Like many, I too am guilty of judging Qandeel Baloch . The truth is, I never bothered to dig deep into the story. I had only seen her videos once or twice and never really realised that there was anything serious. All I knew was that Fouzia Batool, more commonly known as Qandeel suddenly rose to prominence on social media, all due to the random videos she uploaded. I did imagine that people would be commenting inappropriate things under her posts but never realised that the hatred she was receiving was to such an extent.

Without a doubt, the people who casually threw hurls at her where the same people who were enthralled by her videos and always waited for the next one. With increasing number of views, she began to understand what interests our nation the most and made one video after another. We are the ones who gave her all this attention. We are the ones who made her one of the top 10 most searched people on the internet in Pakistan. No wonder, she made a lot of money that was then used to support her family. 

It was her death, later followed by the drama serial Baaghi that opened my eyes to the cruel and harsh realities. For those of you who do not know, Baaghi (translation: rebel) is a drama recently aired on Urdu 1. It is a biopic based on Qandeel’s life journey. According to the writer of Baaghi, “hers is a story that screams to be told. A small town, barely-educated girl with ‘grand’ dreams of supporting her family dared to take a step outside her house. Dared. Now she’s a cautionary tale.”
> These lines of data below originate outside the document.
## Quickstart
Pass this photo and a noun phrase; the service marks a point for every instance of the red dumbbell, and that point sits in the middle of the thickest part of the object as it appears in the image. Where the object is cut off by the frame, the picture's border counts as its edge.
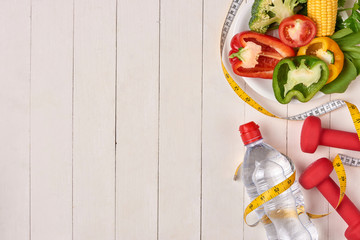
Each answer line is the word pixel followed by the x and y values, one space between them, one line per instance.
pixel 313 135
pixel 317 175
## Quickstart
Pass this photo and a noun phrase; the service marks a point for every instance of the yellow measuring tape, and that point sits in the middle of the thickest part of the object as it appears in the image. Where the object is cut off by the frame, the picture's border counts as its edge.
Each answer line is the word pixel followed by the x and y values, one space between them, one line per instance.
pixel 320 110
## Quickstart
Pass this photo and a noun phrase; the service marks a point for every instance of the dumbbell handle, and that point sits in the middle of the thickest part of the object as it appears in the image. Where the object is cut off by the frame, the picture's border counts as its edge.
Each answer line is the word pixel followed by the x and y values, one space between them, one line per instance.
pixel 339 139
pixel 347 210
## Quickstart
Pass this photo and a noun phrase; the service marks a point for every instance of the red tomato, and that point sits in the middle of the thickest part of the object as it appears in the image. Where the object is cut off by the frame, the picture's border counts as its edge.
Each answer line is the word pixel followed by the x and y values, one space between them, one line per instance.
pixel 297 30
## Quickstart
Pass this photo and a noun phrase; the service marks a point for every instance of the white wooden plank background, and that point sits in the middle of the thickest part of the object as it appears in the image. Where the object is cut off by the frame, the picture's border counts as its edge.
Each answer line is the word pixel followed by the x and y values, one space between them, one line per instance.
pixel 117 123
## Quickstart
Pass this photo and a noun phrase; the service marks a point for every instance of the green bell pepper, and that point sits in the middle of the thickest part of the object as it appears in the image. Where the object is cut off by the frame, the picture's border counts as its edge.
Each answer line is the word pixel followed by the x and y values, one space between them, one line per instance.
pixel 300 77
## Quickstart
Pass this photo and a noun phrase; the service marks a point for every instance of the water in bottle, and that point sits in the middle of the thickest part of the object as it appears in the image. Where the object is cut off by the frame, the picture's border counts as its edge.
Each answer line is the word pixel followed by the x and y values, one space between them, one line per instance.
pixel 263 168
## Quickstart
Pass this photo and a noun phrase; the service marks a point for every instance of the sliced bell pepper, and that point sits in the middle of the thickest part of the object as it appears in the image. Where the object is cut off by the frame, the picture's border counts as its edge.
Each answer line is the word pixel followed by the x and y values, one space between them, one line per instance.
pixel 256 55
pixel 300 77
pixel 329 51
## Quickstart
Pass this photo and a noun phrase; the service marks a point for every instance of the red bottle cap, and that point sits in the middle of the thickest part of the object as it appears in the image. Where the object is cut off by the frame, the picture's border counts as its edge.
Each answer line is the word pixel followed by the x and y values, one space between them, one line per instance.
pixel 250 132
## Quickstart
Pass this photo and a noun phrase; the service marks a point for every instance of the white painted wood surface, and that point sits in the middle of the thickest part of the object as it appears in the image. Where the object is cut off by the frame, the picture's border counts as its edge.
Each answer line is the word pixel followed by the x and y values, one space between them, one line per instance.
pixel 117 123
I am certain that many of us never tried to understand if Qandeel was actually the same person off the internet or not. Well, according to the drama, she was a quite normal human being otherwise. From Fouzia’s first marriage where she survived domestic abuse to her job as a bus hostess during which she was harassed and from her disturbed family life to her transformation as a model, the drama will walk you through all of it. It does miss out on the controversy that was created due to a picture of Qandeel and a Maulvi though. I have yet to research about that.
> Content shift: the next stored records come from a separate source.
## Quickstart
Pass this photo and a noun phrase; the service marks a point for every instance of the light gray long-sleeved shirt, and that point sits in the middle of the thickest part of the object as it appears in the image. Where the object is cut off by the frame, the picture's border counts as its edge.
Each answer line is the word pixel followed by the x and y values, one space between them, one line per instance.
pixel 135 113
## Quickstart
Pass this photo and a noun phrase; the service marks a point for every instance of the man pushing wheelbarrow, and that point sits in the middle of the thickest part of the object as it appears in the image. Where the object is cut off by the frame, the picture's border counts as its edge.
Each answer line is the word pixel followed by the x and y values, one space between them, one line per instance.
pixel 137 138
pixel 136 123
Even then, it was only after watching Baaghi that I came close to understand the circumstances that made Qandeel who she was, before she was killed in the name of “honour” by her own brother. Of course, the idea of an honour killing enraged me since Day 1. However, ever since I have come to know a bit more of her story, it saddens me. Can you imagine your loved ones turning against you? Isn’t it painful?

Baaghi’s last episode is heart-wrenching. Without a doubt, Saba Qamar has done an outstanding job, ensuring that the audience is glued to their screens. You are a really strong person if you were able to see her murder scenes without shedding a tear or two. As she was being asphyxiated by her own dearly brother, the drama showed flashbacks of all the happy-go-lucky moments the two siblings once shared as well as the moments where Munna, Qandeel’s “honourable” brother was taunted because of her “inappropriate videos”.

While no one can obviously understand the excruciating pain Qandeel went through, the flashbacks give us an idea of the disappointment she faced from her family’s side. Imagine breaking your own rules and draining yourself physically as well as mentally, for the sake of people you love, only to get this at the end. I am sorry to say this but I believe that a part of Munna lies in almost every brother out there, no matter if he’s educated or not.

The last episode of Baaghi ends with a few soul-stirring questions that Qandeel left for our society to ponder over. These questions recorded in Saba Qamar’s voice will whiz through your mind like a bullet and ensure that you give them a thought. As Osman Khalid Butt said, the lines were a punch to the gut. Here’s what the lines say:

“Main muashrey key liye kharab thi. Lougoun key ikhlaq key liye khatra thi. Main jaisi bhi thi, aap ki dunya se chali gayi. Apni koi bhi safai paish kiey bagair, mae sirf yae poochna chahti hun key ab toh burayi khatam ho gayi na? Logon ke ikhlaaq bhi bach gaye. Muashra, uss ka kya hua? Muashra theek ho gaya?”


“I was a threat to the society and to the character of many people. Whatever I was, I have left your world. Without giving any justifications, I just have one question. The world is pure now, right? People’s characters are saved now, right? And what about the society? Is it all pure now?”


My point is also not to “glorify” Qandeel. Being a modest person myself, neither did I ever support the path she opted for nor did I ever believe in her as the “epitome of women empowerment”. All I am saying is that if Baaghi is based on a real story then this is not what Qandeel Baloch deserved. This is not the end she deserved, especially when she was very close to a fresh start.